What happened in 2018
Management started the year forecasting FCF of $6 billion to $7 billion and indicating that 2018 would mark a trough in earnings and FCF generation with a pickup coming in 2019. Taking the midpoint of the FCF target range and multiplying by 20 gives you a market cap of $130 billion, or a stock price of around $15. So far, so good.
Unfortunately, as 2018 played out it became increasingly clear that GE wasn't going to meet its earnings/cash flow targets in 2018, and the company recently slashed its outlook for the full-year with management acknowledging that earnings and FCF would fall significantly short of its targets -- the key culprit being GE Power.
But here's the thing. The stock price has also fallen dramatically in 2018, and it's now starting to look interesting on a risk/reward basis.
GE stock now looks a good value
The current market cap stands at nearly $81 billion, so based on the 20-times-FCF principle discussed above, FCF of just $4 billion would be a good figure for new CEO Larry Culp to announce as a target for 2019, provided the market believes in an uptick in earnings and FCF growth in 2020.
That target looks achievable. For example, recall that GE generated $5.6 billion in FCF in 2017, from $12.2 billion in industrial segment profit, and that on a rolling 12-month basis FCF is around $6.5 billion (excluding deal taxes and pension funding and including a dividend from Baker Hughes, a GE Company) from industrial segment profit of $10.9 billion.
Earnings and free cash flow can grow in 2019
Conditions are likely to improve next year as ongoing restructuring at power should bear fruit. Meanwhile, companywide structural cost savings should kick in, corporate costs are being cut, and to former CEO John Flannery's credit, he did make some improvements in cash flow collection. Furthermore, unit production costs should come down on big-ticket items like the HA turbine (GE power) and LEAP aircraft engine.

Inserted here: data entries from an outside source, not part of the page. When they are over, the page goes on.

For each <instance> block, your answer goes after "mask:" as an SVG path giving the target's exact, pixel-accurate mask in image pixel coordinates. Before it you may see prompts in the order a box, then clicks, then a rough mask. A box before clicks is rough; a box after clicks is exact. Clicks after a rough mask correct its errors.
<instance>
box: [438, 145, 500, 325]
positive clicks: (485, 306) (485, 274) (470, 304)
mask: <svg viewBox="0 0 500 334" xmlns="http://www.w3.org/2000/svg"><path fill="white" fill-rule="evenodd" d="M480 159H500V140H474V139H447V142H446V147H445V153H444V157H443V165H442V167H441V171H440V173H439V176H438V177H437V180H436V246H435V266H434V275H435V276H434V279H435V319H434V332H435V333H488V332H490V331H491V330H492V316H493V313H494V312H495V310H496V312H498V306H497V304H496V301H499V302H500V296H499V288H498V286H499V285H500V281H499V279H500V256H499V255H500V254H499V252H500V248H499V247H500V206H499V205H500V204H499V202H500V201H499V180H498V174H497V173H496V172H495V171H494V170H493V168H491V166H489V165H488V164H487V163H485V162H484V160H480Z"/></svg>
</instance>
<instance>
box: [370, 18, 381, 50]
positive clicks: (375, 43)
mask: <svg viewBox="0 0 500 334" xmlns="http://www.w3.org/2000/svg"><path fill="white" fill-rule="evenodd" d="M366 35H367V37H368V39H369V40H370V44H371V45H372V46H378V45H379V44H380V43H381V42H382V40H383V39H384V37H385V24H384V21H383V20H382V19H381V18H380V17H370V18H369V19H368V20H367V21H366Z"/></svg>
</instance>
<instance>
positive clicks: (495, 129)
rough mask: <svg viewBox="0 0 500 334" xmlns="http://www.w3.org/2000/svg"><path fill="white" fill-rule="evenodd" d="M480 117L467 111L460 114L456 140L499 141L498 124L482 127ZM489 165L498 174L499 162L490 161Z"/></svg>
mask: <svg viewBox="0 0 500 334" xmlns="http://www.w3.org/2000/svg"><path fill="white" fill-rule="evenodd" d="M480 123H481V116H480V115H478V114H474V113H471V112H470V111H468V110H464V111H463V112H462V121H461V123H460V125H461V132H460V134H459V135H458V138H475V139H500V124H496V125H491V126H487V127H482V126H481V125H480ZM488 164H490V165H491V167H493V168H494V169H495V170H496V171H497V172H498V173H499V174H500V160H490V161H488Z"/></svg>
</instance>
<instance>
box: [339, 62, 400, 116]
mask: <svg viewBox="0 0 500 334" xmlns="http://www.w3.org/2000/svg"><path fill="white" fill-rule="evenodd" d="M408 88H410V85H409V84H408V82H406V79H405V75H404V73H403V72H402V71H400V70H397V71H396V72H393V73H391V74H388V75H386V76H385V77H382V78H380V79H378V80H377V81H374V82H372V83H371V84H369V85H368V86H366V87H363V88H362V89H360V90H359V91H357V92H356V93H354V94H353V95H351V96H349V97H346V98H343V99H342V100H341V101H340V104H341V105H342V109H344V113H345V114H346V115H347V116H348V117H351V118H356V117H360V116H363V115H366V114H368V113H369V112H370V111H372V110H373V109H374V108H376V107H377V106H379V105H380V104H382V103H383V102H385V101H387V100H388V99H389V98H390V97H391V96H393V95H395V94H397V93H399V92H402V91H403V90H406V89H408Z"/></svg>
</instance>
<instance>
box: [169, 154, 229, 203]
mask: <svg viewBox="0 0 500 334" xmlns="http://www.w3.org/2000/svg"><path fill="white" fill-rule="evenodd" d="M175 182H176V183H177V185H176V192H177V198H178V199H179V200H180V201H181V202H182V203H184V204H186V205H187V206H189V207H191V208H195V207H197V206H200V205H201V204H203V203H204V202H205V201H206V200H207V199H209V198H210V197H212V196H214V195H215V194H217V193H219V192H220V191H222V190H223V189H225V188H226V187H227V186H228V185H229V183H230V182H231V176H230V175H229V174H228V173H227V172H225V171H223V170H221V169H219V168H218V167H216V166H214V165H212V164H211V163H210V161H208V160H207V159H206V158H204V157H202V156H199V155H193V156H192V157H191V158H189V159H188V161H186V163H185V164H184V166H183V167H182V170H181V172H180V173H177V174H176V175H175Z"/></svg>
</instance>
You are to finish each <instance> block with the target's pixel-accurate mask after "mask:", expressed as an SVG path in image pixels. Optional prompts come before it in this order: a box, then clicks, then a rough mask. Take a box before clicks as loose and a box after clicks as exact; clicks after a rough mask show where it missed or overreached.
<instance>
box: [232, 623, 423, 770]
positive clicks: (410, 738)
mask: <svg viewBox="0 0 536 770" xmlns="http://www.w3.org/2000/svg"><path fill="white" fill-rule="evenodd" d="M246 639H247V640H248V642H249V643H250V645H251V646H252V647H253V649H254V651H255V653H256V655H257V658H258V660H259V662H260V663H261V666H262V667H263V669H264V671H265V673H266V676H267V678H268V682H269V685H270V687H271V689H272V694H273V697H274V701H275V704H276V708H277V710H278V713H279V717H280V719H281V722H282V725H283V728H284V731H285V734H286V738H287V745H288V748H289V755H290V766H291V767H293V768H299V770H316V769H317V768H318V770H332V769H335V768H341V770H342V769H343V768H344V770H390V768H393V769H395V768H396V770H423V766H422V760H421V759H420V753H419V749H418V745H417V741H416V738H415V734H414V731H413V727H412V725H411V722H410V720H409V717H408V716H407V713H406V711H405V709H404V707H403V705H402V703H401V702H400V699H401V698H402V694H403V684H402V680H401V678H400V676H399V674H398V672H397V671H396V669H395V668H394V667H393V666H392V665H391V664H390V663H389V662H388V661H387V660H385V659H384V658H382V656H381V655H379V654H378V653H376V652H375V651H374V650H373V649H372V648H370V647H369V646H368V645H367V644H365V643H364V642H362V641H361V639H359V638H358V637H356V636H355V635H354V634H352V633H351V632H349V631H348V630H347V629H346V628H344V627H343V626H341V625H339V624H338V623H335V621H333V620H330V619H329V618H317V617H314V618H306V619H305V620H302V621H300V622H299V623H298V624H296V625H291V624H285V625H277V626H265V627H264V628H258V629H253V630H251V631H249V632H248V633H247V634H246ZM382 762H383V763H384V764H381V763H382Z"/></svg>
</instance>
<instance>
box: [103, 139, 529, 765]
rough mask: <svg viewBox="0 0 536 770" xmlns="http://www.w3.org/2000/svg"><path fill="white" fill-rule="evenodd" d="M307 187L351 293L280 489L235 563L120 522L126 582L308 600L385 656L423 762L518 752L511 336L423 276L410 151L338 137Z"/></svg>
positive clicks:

Culp has cut the dividend to practically nothing (this will give him another $4 billion in cash to use), and the pension has already been pre-funded for three years (from 2018-2020). In other words, provided GE Capital doesn't throw up something nasty, Culp has cash with which to restructure the business in the next few years.
The aviation and healthcare segments (which together contributed nearly 90% of industrial segment profit in the first three quarters) are set to grow profit by 15% and the mid-single digits, respectively, in 2018.
If a similar performance plays out in healthcare and aviation in 2019, then given even a flat performance at GE power, it's not hard to see industrial segment profit rising in the high single digits overall for GE in 2019 -- analysts have GE's EPS rising 16% to $0.88 in 2019 from $0.76 in 2018.
GE still has issues though
Much of what the bears warned about in 2018 has come true, but to remain bearish now is to believe that GE's FCF will be weak or even decline in the future.
Of course, this could occur if GE Power has some sort of long-term structural problem in its gas turbine markets due to the declining cost of producing and storing energy from renewable sources.
In addition, the company has disclosed a litany of problems, including multibillion-dollar charges relating to insurance portfolios at GE Capital. The SEC investigations into its accounting are ongoing, and rising interest rates are likely to put pressure on any heavily indebted company such as GE.
These issues are obviously a cause for concern, but most of them involve future projections and assumptions of worst-case scenarios. GE is certainly not a stock that deserves to trade at a premium, but does it deserve to trade at such a discount to its peers because investors must price in every worst-case assumption?
Is GE stock a buy?
With a current market cap of nearly $81 billion, all GE has to do is give a credible plan to get to between $4 billion and $5 billion in FCF in 2019, with 2018 marking a trough, and the stock will be a good value.
There's no guarantee Culp will do that, but given the ongoing strength in aviation and healthcare and the possibility that management is has thrown everything but the kitchen sink out at 2018 GE power results, it looks more than possible.
All told if forced to choose between buying and selling GE stock right now, buying looks like the better option. The bar has been set low by recent events, and Culp isn't a man to bet against. It's been a long time coming, and GE is far from perfect, but on a risk/reward basis GE's stock is finally a buy.